Shahla Lahiji is an Iranian writer, translator, and director of the Roshangaran publication company. She is the first woman to found and run a publication company in Iran. Lahiji was one of 1Iranian writers and intellectuals put on trial for participating in a conference in Berlin in April 2000. Upon her return to Iran, she was arrested and tried by the Islamic Revolutionary Court for speaking out against the Islamic State’s policies toward women. She was convicted and sentenced to three years and six months in prison on charges of endangering national security and spreading propaganda against the state. Lahiji was released in June 2000 after she posted $60,000 in bail. In 2001 she received the PEN/Barbara Goldsmith Freedom to Write Award, and after her trial in January 2002, her sentence was reduced to six months, which was deemed already served. She continues to work and live in Tehran.  

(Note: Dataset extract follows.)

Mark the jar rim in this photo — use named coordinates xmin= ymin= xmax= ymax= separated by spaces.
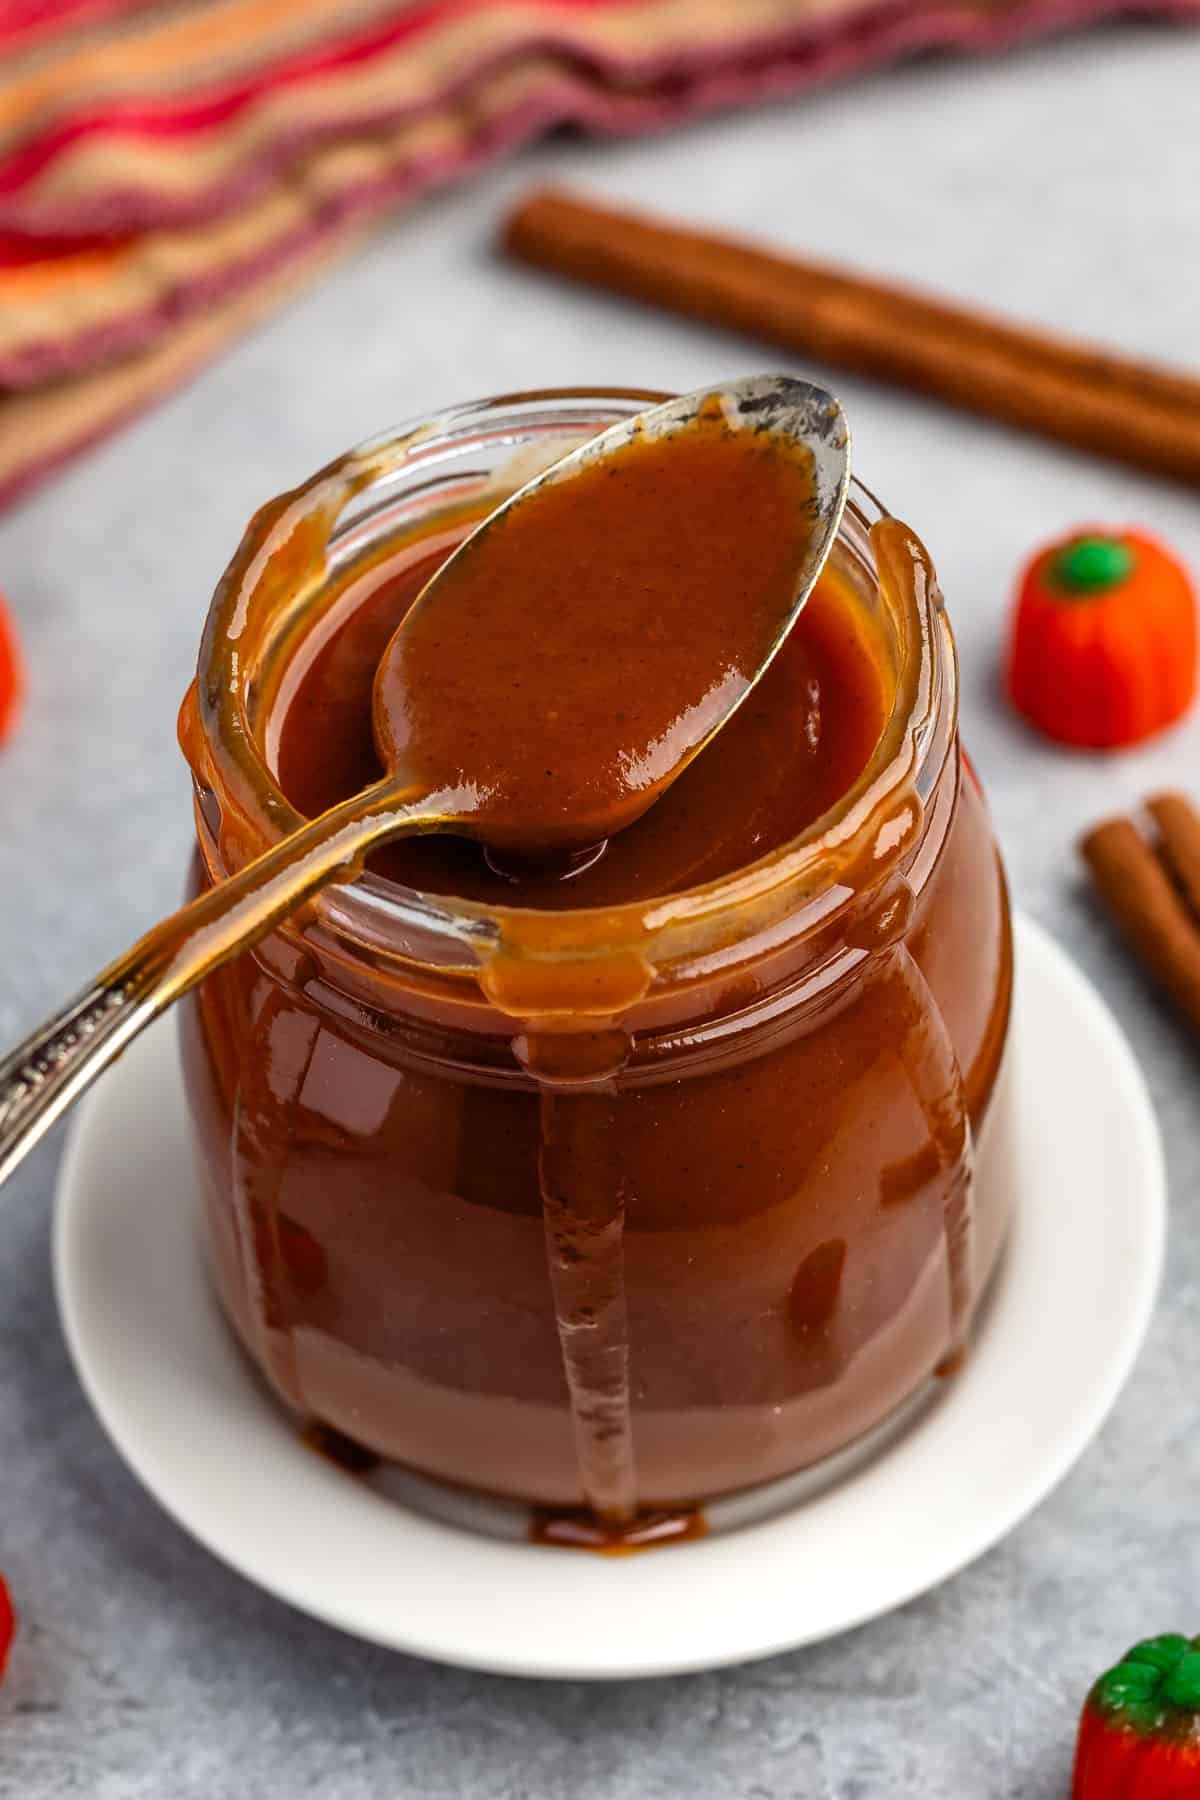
xmin=183 ymin=387 xmax=957 ymax=984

Shahla Lahiji founded Roshangaran, Persian for “enlightened”, in 1983, and has since published hundreds of works, primarily by female writers. Lahiji is a prominent women’s right’s advocate, and in April 2000 she was one of 19 prominent cultural figures invited to participate in a conference at the Heinrich Böll Institute in Berlin. The event brought together Iranian writers and Iranians living in exile to debate political and social reform in Iran. After returning to Iran, the participants and three translators accused of helping to organize the event were detained and charged with endangering national security and other related crimes. 

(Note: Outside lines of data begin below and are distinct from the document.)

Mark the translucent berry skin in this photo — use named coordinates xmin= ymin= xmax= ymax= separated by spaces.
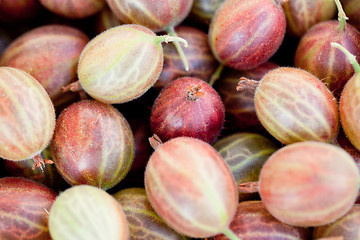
xmin=154 ymin=25 xmax=218 ymax=90
xmin=51 ymin=99 xmax=134 ymax=190
xmin=49 ymin=185 xmax=129 ymax=240
xmin=259 ymin=141 xmax=360 ymax=227
xmin=208 ymin=0 xmax=286 ymax=70
xmin=340 ymin=73 xmax=360 ymax=151
xmin=113 ymin=188 xmax=186 ymax=240
xmin=282 ymin=0 xmax=336 ymax=37
xmin=0 ymin=24 xmax=89 ymax=108
xmin=0 ymin=67 xmax=56 ymax=161
xmin=208 ymin=201 xmax=311 ymax=240
xmin=150 ymin=77 xmax=225 ymax=144
xmin=313 ymin=204 xmax=360 ymax=240
xmin=145 ymin=137 xmax=238 ymax=238
xmin=294 ymin=21 xmax=360 ymax=96
xmin=39 ymin=0 xmax=105 ymax=18
xmin=78 ymin=24 xmax=164 ymax=104
xmin=254 ymin=67 xmax=339 ymax=144
xmin=0 ymin=177 xmax=57 ymax=240
xmin=105 ymin=0 xmax=193 ymax=32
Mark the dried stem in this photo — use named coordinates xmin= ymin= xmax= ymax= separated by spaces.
xmin=149 ymin=134 xmax=163 ymax=150
xmin=32 ymin=153 xmax=54 ymax=171
xmin=236 ymin=77 xmax=259 ymax=92
xmin=334 ymin=0 xmax=348 ymax=32
xmin=186 ymin=84 xmax=205 ymax=101
xmin=331 ymin=42 xmax=360 ymax=73
xmin=238 ymin=181 xmax=260 ymax=193
xmin=274 ymin=0 xmax=289 ymax=6
xmin=62 ymin=81 xmax=83 ymax=93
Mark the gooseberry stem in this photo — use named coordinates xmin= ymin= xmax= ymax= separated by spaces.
xmin=165 ymin=26 xmax=190 ymax=71
xmin=334 ymin=0 xmax=348 ymax=32
xmin=222 ymin=227 xmax=241 ymax=240
xmin=209 ymin=64 xmax=225 ymax=86
xmin=331 ymin=42 xmax=360 ymax=73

Lahiji was held in Evin Prison and interrogated for several months without access to her attorney, before being released on bail in June 2000. Trial proceedings against the conference participants began in October that year, first behind closed doors, and then, following widespread public protests, in 10 open sessions. The final verdict was returned in January 2002. Of the 19 intellectuals charged in connection with the Berlin conference, six were acquitted and 11 were sentenced to prison terms ranging from 4 to 14 years, though some have since been released, including prominent cleric and writer Hasan Yousefi Eshkevari. Shahla Lahiji had initially received a sentence of three years and six months in prison for acting against national security by participating in the conference, plus an additional six months for propaganda against the Islamic Republic for speaking out about the dangers facing writers in Iran. Her sentence was later reduced to six months.

Lahiji remains committed to publishing works by young, new voices that represent Iran. She remains a staunch supporter of women’s rights and critic of censorship in Iran.